Bir gayrimenkul alıcısı veya satıcısı iseniz, idare size der ki; “Satışa konu olan gayrimenkulün tapuda satış değerini gerçek değeri üzerinden göstermek zorundasın fakat bu değer “asgari beyan değeri”nin altında olamaz!” Yani size hem gerçek değeri gösterin derken, öbür taraftan da size belediyenin tespit ettiği değerleri göstermenizin yolunu açar. Buraya kadar her şey normal. Ancak, ilgili belediyeden “asgari beyan değeri”ni aldığınız zaman, gerçek satış rakamınızla alakasız bir değerle karşılaşırsınız. Bazı istisnalar olmakla birlikte, bu değerlerin, gerçek değerin üçte biri ile beşte biri arasında bir rakam olduğunu görürsünüz. Peki ne yaparsınız? İster alıcı, ister satıcı olun, ödeyeceğiniz tapu harcını düşünerek gerçek satış rakamınızı saklar ve “asgari beyan değeri”ni gösterirsiniz. Tapu dairelerinde yapılan işlemlerin büyük oranı bu şekilde gerçekleşir.

Satış Bedeli Asgari Beyan Değerinin Altında ise

Peki ileride ne olur? Kimlik numaralarınız ile neredeyse içtiğiniz gazozu bile takip edebilecek bir alt yapıya sahip olan idare, birkaç ay sonra sizi çağırabilir ve tapuda işlem yaptığınız gün, gösterdiğiniz satış rakamı ile banka hesabınıza yatan para arasındaki farkın nereden kaynaklandığını sorabilir. İnandırıcı olmayan açıklamalarınız hiçbir zaman tatminkâr olmayacaktır ve muhtemelen aradaki farkın alım satım harcı, size ödettirilecektir.

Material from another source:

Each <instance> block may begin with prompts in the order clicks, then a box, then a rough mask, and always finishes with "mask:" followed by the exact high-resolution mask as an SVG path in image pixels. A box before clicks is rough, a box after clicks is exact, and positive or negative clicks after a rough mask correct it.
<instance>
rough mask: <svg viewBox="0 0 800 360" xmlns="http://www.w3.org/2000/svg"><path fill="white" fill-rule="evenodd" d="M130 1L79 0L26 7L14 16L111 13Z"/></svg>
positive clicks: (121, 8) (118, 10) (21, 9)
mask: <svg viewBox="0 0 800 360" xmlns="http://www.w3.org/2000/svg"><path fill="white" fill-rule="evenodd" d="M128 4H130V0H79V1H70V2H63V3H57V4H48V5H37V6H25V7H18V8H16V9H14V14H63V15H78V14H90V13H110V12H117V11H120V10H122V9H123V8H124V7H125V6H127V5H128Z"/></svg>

Böyle bir işleminiz varsa dua edin, idare sizi tespit etsin ve aradaki farkı tahsil etsin, satış rakamı gerçek değeri bulsun. İşleminiz arada kaynamışsa, ileride yaşayabileceğiniz sorunlar çok daha vahim olacaktır. Diyelim ki, iki sene sonra aldığınız gayrimenkulü satmak istediniz ve karşınıza çıkan alıcı önemli bir miktar kredi kullanmak istedi. Kredili satış işlemlerinde, satış bedelinin en az kullanılan kredi kadar olması yönünde bir uygulama söz konusu olduğu için, ilk satış değeri ile ikinci satış değeri arasındaki fark, gayrimenkul ticaretinden kazandığınız kazanç olarak, sizin hanenize yazılacaktır. Yani o gayrimenkulden ister kâr edin, ister aynı fiyata satın veya zarar edin, resmi işlemler üzerinde kârlı gözüktüğünüz için gelir vergisi ödemek zorunda kalacaksınız. Ve ne yazık ki, mevzuatı bilmeyen veya araştırmayan, çevreden aldığı duyumlarla bu işlemleri gerçekleştiren birçok vatandaş bu sürprizle karşılaşmıştır.

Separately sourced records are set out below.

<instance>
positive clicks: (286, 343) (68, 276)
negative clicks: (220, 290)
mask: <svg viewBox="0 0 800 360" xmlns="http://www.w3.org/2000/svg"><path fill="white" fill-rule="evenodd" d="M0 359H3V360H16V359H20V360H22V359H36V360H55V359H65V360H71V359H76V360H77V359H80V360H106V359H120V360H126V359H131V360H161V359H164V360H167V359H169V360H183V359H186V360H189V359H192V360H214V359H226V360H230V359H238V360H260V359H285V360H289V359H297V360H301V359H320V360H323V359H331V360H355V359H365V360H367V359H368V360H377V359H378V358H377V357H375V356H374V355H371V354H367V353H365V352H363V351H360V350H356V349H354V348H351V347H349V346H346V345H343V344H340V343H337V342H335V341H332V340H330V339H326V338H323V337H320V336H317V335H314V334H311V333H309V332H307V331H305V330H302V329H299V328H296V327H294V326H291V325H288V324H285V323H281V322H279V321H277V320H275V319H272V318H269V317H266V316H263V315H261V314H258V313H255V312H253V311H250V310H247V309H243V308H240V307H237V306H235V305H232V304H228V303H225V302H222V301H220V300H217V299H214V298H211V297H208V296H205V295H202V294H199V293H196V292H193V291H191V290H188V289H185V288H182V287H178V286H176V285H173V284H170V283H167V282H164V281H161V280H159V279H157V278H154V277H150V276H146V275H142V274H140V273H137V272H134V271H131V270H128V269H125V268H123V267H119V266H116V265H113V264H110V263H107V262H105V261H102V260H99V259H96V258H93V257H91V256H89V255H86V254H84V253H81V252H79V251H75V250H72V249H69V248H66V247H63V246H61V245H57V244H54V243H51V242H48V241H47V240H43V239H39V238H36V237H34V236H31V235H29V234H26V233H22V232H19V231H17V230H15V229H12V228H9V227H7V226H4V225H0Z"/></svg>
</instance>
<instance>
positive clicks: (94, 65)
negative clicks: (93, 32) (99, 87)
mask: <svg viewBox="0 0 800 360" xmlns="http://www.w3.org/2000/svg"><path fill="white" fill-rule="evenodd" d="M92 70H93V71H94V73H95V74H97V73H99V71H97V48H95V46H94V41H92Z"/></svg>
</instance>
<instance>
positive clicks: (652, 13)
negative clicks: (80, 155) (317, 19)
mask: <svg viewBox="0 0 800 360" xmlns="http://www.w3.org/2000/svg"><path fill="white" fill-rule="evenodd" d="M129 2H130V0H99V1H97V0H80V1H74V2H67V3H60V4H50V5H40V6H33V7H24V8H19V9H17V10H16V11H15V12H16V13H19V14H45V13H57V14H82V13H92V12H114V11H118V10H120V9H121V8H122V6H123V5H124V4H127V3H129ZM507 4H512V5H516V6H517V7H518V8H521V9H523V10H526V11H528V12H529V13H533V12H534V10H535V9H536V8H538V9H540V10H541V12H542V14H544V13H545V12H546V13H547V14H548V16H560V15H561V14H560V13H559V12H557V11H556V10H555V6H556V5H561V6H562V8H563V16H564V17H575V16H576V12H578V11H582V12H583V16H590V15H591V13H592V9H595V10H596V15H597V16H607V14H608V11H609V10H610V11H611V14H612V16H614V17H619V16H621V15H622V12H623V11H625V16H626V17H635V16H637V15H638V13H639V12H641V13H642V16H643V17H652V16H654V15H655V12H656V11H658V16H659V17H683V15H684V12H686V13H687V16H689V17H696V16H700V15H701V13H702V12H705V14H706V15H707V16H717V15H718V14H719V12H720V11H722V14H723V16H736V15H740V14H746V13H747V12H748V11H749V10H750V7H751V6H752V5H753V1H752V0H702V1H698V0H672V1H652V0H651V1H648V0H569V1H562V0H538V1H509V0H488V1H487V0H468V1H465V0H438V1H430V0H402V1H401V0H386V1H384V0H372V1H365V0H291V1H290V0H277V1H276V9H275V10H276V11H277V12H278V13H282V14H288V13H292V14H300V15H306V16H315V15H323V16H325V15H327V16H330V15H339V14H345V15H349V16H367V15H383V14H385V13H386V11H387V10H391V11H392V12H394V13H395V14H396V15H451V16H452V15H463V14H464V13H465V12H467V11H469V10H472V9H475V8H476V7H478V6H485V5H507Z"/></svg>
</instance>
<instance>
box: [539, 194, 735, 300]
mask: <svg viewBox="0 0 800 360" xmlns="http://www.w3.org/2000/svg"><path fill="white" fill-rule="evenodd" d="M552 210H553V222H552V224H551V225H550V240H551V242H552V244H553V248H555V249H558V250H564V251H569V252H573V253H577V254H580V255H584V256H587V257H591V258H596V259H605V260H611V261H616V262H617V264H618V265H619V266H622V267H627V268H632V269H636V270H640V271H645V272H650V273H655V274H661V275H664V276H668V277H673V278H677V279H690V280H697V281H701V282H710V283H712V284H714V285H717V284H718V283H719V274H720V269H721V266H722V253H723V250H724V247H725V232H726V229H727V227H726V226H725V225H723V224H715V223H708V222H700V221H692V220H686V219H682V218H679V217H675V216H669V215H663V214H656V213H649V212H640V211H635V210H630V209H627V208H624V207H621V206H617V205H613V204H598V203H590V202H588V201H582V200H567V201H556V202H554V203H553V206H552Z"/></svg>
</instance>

Satış Bedeli Asgari Beyan Değerinin Üzerinde ise

Bu yıl yine gündeme gelen, bazı bölgelerde “asgari beyan değerleri”nin gerçek değerlerin çok üzerinde olması durumu ise ayrı bir komedidir. Böyle bir durumda vatandaş hem fazladan tapu harcı ödemek durumunda kalacak, hem de yine bir önceki edinim değerine göre ortaya çıkacak farklardan dolayı, elde etmediği kazancın vergisini ödemek zorunda bırakılacaktır.

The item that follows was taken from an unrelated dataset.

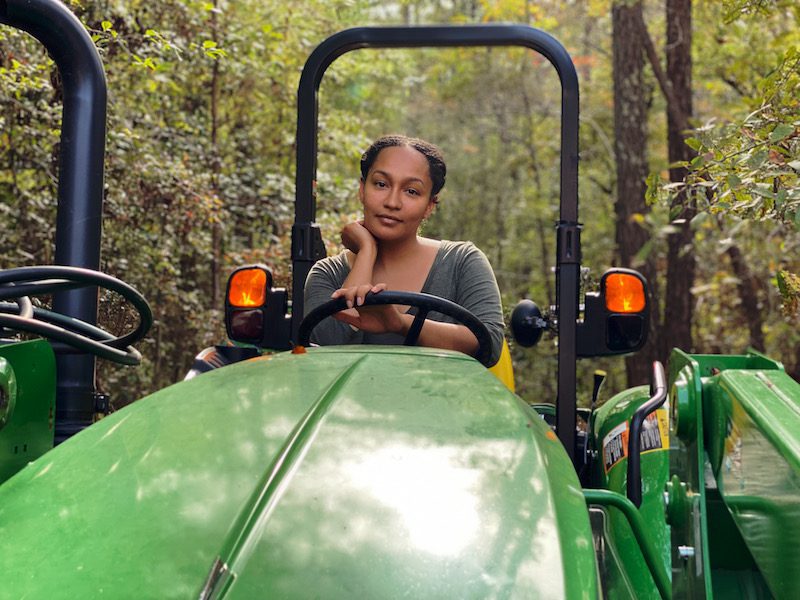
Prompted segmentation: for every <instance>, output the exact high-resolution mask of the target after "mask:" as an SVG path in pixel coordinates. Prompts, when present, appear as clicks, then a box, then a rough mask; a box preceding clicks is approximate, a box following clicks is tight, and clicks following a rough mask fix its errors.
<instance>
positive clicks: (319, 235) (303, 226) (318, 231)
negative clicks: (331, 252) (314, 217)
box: [292, 223, 327, 263]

Gayrimenkul alım-satım işlemlerinizde,  ileride mağduriyet yaşamamak için, ödeyeceğiniz birkaç bin liralık tapu harcından kaçınmayarak,  gerçek veya gerçeğe en yakın değerleri göstermeye çalışın.

Bölgenizde “asgari beyan değerleri” çok yüksekse ve gerçek satış rakamınız bu değerin altındaysa, tapu işlemi sırasında bunu mutlaka tapu memurluğunda beyan edin ve kütüğün beyanlar hanesine işletin. Dileğimiz, sektörün sağlıklı işlemesi açısından kayıt altına alınması ve tüm resmi işlemlerde gerçek değerlerin düzgün bir şekilde beyan edilmesidir.